Queen’s University student Alana Fletcher has recently been awarded a second EMiC doctoral stipend to continue working towards the production of scholarly digital and print editions of the works of George Whalley. Over the last year, Alana has collaborated with Michael DiSanto on a specific component of the project: the production of an open-access online database of primary materials that includes scans of Whalley’s poetry manuscripts and typescripts, related letters, personal papers, and photographs.
The database — which was adapted from the Algoma University Archive (AUA) and the Shingwauk Residential School Centre, and built by Robin Isard, the Algoma eSystems Librarian, and Rick Scott, the Library Technologies Specialist — is connected to Michael’s open-access Whalley website, where it will eventually go live. The database is RAD (Rules for Archival Description), OAI (Open Archives Initiative), and Dublin Core compliant, so the research materials collected here can be easily moved into almost any library or archival database programmatically via OAI protocols.

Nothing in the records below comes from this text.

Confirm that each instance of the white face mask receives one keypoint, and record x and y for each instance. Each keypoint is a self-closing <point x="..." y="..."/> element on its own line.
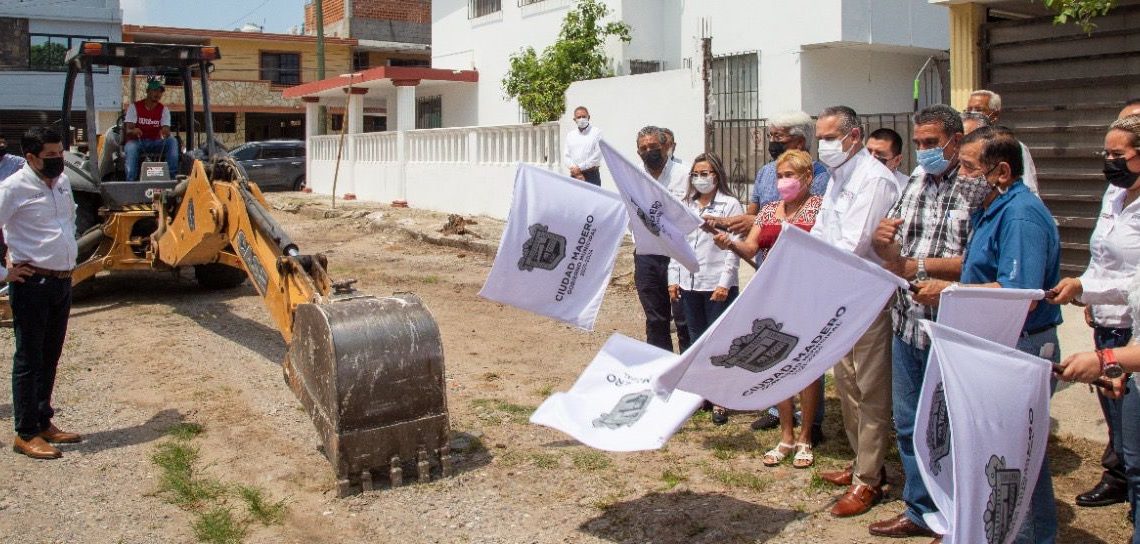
<point x="703" y="185"/>
<point x="831" y="152"/>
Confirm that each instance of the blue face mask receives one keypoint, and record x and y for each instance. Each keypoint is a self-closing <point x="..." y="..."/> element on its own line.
<point x="933" y="160"/>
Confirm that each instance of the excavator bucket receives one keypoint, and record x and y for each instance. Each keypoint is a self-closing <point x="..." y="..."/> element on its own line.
<point x="369" y="371"/>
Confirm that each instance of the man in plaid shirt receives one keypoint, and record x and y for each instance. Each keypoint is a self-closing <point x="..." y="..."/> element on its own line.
<point x="923" y="236"/>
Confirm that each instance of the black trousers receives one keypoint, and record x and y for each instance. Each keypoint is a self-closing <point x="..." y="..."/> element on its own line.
<point x="1112" y="460"/>
<point x="40" y="307"/>
<point x="651" y="277"/>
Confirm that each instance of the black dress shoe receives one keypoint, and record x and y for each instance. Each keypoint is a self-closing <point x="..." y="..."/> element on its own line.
<point x="1104" y="494"/>
<point x="765" y="421"/>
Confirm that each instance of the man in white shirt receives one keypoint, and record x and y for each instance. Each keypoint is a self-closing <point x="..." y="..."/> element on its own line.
<point x="886" y="146"/>
<point x="861" y="192"/>
<point x="584" y="155"/>
<point x="38" y="218"/>
<point x="651" y="273"/>
<point x="988" y="104"/>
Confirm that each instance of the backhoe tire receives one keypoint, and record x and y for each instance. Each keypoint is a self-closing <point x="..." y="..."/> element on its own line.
<point x="214" y="276"/>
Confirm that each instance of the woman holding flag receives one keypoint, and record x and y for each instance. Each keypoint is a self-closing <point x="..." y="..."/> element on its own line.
<point x="798" y="206"/>
<point x="706" y="294"/>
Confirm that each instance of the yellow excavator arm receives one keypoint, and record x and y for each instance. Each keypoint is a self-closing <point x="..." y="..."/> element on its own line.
<point x="368" y="370"/>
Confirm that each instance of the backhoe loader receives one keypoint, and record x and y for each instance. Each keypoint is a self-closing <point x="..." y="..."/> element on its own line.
<point x="369" y="371"/>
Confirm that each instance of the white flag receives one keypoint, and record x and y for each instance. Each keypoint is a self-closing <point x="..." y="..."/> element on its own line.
<point x="612" y="405"/>
<point x="558" y="250"/>
<point x="996" y="315"/>
<point x="659" y="220"/>
<point x="805" y="309"/>
<point x="992" y="404"/>
<point x="992" y="314"/>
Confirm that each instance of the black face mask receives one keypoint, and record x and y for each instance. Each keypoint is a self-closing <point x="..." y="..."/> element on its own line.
<point x="776" y="148"/>
<point x="1116" y="172"/>
<point x="653" y="159"/>
<point x="53" y="167"/>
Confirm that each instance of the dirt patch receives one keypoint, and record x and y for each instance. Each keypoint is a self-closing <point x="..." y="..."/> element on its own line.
<point x="147" y="351"/>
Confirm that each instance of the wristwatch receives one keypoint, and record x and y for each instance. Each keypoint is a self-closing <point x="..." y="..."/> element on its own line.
<point x="1109" y="367"/>
<point x="920" y="274"/>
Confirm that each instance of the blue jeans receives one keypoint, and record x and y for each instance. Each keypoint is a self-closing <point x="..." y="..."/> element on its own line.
<point x="1040" y="526"/>
<point x="168" y="147"/>
<point x="906" y="372"/>
<point x="1130" y="447"/>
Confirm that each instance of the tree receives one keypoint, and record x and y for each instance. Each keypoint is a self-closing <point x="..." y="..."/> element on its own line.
<point x="540" y="82"/>
<point x="1079" y="11"/>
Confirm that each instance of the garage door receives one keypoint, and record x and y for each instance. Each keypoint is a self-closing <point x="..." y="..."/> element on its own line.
<point x="1060" y="89"/>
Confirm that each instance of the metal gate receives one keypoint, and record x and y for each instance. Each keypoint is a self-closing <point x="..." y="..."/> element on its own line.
<point x="1060" y="89"/>
<point x="742" y="144"/>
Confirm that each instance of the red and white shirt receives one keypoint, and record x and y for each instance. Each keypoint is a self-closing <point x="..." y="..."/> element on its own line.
<point x="149" y="121"/>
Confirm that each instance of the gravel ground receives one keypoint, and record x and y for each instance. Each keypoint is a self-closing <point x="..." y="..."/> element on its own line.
<point x="149" y="350"/>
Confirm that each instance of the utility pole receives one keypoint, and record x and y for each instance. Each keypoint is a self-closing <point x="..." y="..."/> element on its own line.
<point x="318" y="11"/>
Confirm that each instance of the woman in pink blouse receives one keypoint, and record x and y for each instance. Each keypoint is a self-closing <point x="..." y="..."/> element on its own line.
<point x="798" y="206"/>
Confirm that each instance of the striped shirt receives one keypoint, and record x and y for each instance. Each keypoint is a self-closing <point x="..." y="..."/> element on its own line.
<point x="936" y="224"/>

Alana is the person on the ground at the Queen’s University Archives and the George Whalley fonds, which contains over 10 metres of textual material, which includes notes, drafts, final copies and correspondence pertaining to Whalley’s published and unpublished book-length works, shorter essays and articles, and poetry. Also available in the fonds are notes, correspondence, scripts, and recordings of the CBC radio and television pieces which feature Whalley as narrator or author, as well as personal and professional correspondence, and professional reports produced by Whalley in his role as a university administrator, author, and editor. There are also about 100 photographs and 50 maps, as well as 51 audio reels and 4 audio discs in the fonds. Alana is primarily occupied with scanning, editing, uploading to the database, and describing relevant texts. Since Alana began to work on the project in May 2012, over 4075 pages of Whalley’s manuscripts, typescripts, journals, and letters have been processed.
In a recent colloquium presentation at Queen’s University, Alana used Whalley’s letters to his mother, Dorothy, as an interdisciplinary case study of the ongoing personal narrativization that makes drastic role changes internally coherent, and the essential role played by readers/listeners in “witnessing” the textual construction of selfhood. Alana is now updating the database with scans and transcriptions of a comprehensive selection of Whalley’s letters to Dorothy between 1927 (the date of the earliest letter in the fonds) and 1956 (the date of the latest letter and the year of Dorothy’s death).
The main challenge Alana has faced in her work on this project is the surprising lack of awareness of Whalley and his legacy in Canada. She hopes that this project will not only publicize Whalley’s work, but also recover Whalley as the remarkable force behind the mobilization of a modernist ethic in Canada, and as a prolific producer of critical and creative works, an influential professor and institutional figure, and an intriguing humanist, sportsman, spy, and aesthete.
Alana, Michael, and Robin will be presenting a paper on the database — entitled “Archiving from the Start: An Archive Database Solution for Literary Research” — at DHSI in early June. Alana will also be presenting on Whalley in June at Trinity College Dublin, Ireland, where she will be giving a paper at on Whalley’s multiple-language CBC radio adaptation of Primo Levi’s Se questo è un uomo.